We do tolerate fairly high interest rates. A 25% rate on a credit card might be usury to you, but not doesn't meet the legal definition, if the usury law where you live happens to be set at 60%.


That's the whitewashed redefinition of usury. Usury is lending money with interest attached.


It's a sin for good reason, and the secular case against usury is just as strong. It's among the worst manifestations of rent-seeking, economically worthless behavior for anyone but the usurer.

This kind of lending is economic slavery. Why should a credit card company get a 15-30% return on their investment each year? How about 400%? You can use whatever clinical microeconomic language you want about risk and investment principles and rational actors and etc etc, but people now depend on credit for their basic needs. Then lenders can petition the government to garnish borrower's wages and gain eternal, guaranteed payment often on just interest. The borrower works and pays forever without even reducing the principal, and butts sit in offices redistributing wealth to themselves without adding any value to society.

It should be illegal to charge that kind of interest "investing" in the basic needs of people. The absurd prices of basic necessities in America now demand mortgages, car loans, student loans, medical debt, and credit card debt just to squeak by as a normal middle class person. Debt wasn't the solution to the price problem, but rather the cause.

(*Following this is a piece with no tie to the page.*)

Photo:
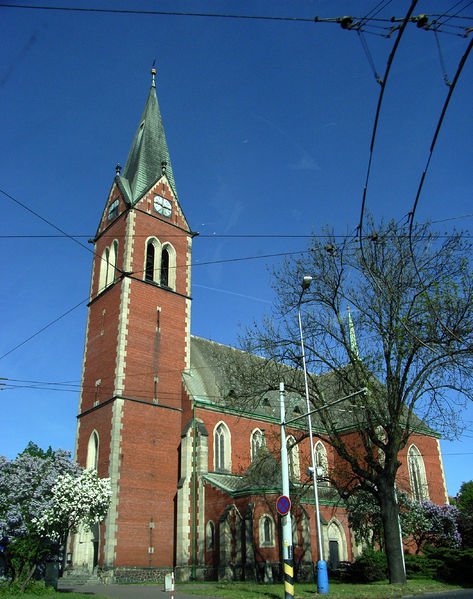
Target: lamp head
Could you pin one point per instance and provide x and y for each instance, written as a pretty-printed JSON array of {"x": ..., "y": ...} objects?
[{"x": 306, "y": 281}]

> Why should a credit card company get a 15-30% return on their investment each year?

That is simply not correct. Credit card companies get much, much more return on their investment. They get free money from collecting merchant fees from every transaction, and from credit card annual fees.

If we regard the "investment" as the marginal cost of setting up yet another new merchant or credit card user, the return rate is just ridiculous.

You issue a cheap, little plastic card to someone, and get $100 per year from them, plus several percent on everything they buy. And that's if they always pay their bills on time.

(They give you that $100 willingly because out of that several percent take, you kick something back to them, which ends up adding up to more than $100 over a year.)


>> Instead of funding these morally bankrupt and self-interested startups, let's support effective generosity. Give today:

How is that sustainable? A low interest loan would seem more reasonable. And who wants free money?


This is a long-contested debate in the field of international development. The model you propose is called microfinance, and has been attempted for decades. Here's a summary of the issue: https://blog.givewell.org/2013/01/04/cash-transfers-vs-micro...

In short:

- Microfinance programs that grant small, low-interest loans aren't sustainable. Administering those programs (especially in developing countries) carries massive overhead that isn't offset by revenue from interest.

- Furthermore, there isn't strong evidence that low-interest loans actually improve their recipients' well-being on net (considering the harm that indebtedness can cause).

- Evidence (from randomly-controlled trials) shows that direct cash transfers are effective in improving recipients' well-being on a number of metrics, and that recipients do not spend them on "sin goods" like alcohol or tobacco[0].

[0] https://www.princeton.edu/haushofer/publications/Haushofer_S...


It's sustainable because the amount of money that's life changing to people in the poorer parts of the world are a moderate purchase to people in the richer parts. Additionally the benefits last way longer than just the initial purchases made with the money, by giving it directly to people instead of giving them things it's injecting cash into the local economy where it circulates multiple times going through multiple people's hands. There's studies showing this kind of direct giving and the economic activity it generates is effective at improving people's lives. The goal of GiveDirectly is charitable after all so they're not trying to extract value from the population.

> And who wants free money?

Are you trying to say people won't accept free money?